На Земле, невзирая на конкуренцию и недоверие между странами, в Марсе все видели общего врага. Это было похоже на новую холодную войну, где люди были отгорожены друг от друга железным занавесом космического пространства. Марс рисовали в виде изолированного сообщества, которым правили злобные генералы и безумные ученые, в виде азбучной модели общества, где царствует гнетущий авторитарный режим, на службу которому поставлена управляемая силой мысли техника — режим, радикально противоречащий экономике свободного рынка и демократического управления. И массмедиа, и интеллигенция рисовали портрет Марса как воплощение жестокости, тирании и бесчеловечности, как громадную мрачную военную машину, подобных которой никогда не существовало на Земле. Марсианскую войну за независимость объявили суицидальным актом предательства, а марсианам, по идее, не светило другого будущего, кроме как либо возвратиться в сообщество наций, либо столкнуться с полным уничтожением. И конечно же, Питер Беверли обо всём этом прекрасно знал и понимал, на что намекает Эко.

Показать, что на Марсе существует и работает демократия, — это значило бросить вызов самим основам истории про Красную планету. Это могло привести к признанию того факта, что политики на Земле всем лгали, что пропаганда насчет Марса основана на предрассудках и зависти, уходящих корнями в поражение. Эко не боялся «погнать волну», но при этом понимал, что такое для кинорежиссера политкорректность. Будучи официальным членом делегации, он осознавал, что обязан держаться в рамках дозволенного.

Как бы то ни было, Питер на его намеки не реагировал. Он просто отмахнулся от него, загородившись элегантным позерством и бессмысленными фразами.

«Ладно, — подумал Эко, — значит, что бы я в итоге ни снял, я всегда могу сказать, что первым делом попросил на это разрешение». На самом деле, так было лучше. Всю свою жизнь Эко был ревизионистом, выступавшим против истеблишмента, и ему очень нравилась мысль о том, что он привезет на Землю такую простую мудрость.

— Спасибо, — сказал он. — Видимо, мне нужно было сразу сказать вам, что этот разговор не записывается. Тут нет камеры.

Отворачиваясь, чтобы уйти, он заметил, что жена Питера заканчивает макияж.
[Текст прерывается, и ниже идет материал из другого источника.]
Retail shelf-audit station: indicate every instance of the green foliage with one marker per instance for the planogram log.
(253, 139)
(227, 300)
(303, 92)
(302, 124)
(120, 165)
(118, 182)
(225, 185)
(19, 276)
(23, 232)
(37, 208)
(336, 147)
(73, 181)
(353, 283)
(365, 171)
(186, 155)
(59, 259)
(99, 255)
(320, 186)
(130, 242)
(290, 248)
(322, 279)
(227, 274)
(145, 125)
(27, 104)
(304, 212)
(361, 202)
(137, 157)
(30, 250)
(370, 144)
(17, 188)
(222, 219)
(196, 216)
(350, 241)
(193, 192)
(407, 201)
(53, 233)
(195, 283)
Она была на десять лет моложе мужа и тоже была знаменитой актрисой. Их роман развивался в присутствии камер — от первого поцелуя до рождения сына. Питер успешно играл роль образцового супруга, романтичного и в нужной степени порывистого. Их брак выглядел идеально, и Питер всегда заботился о том, чтобы жена его всюду сопровождала. Эко повидал немало людей, которые ушли из актерской карьеры в политику, но мало кто из них понимал, как важны на выборах голоса женщин. Питер был одним из немногих, кто это отлично понимал.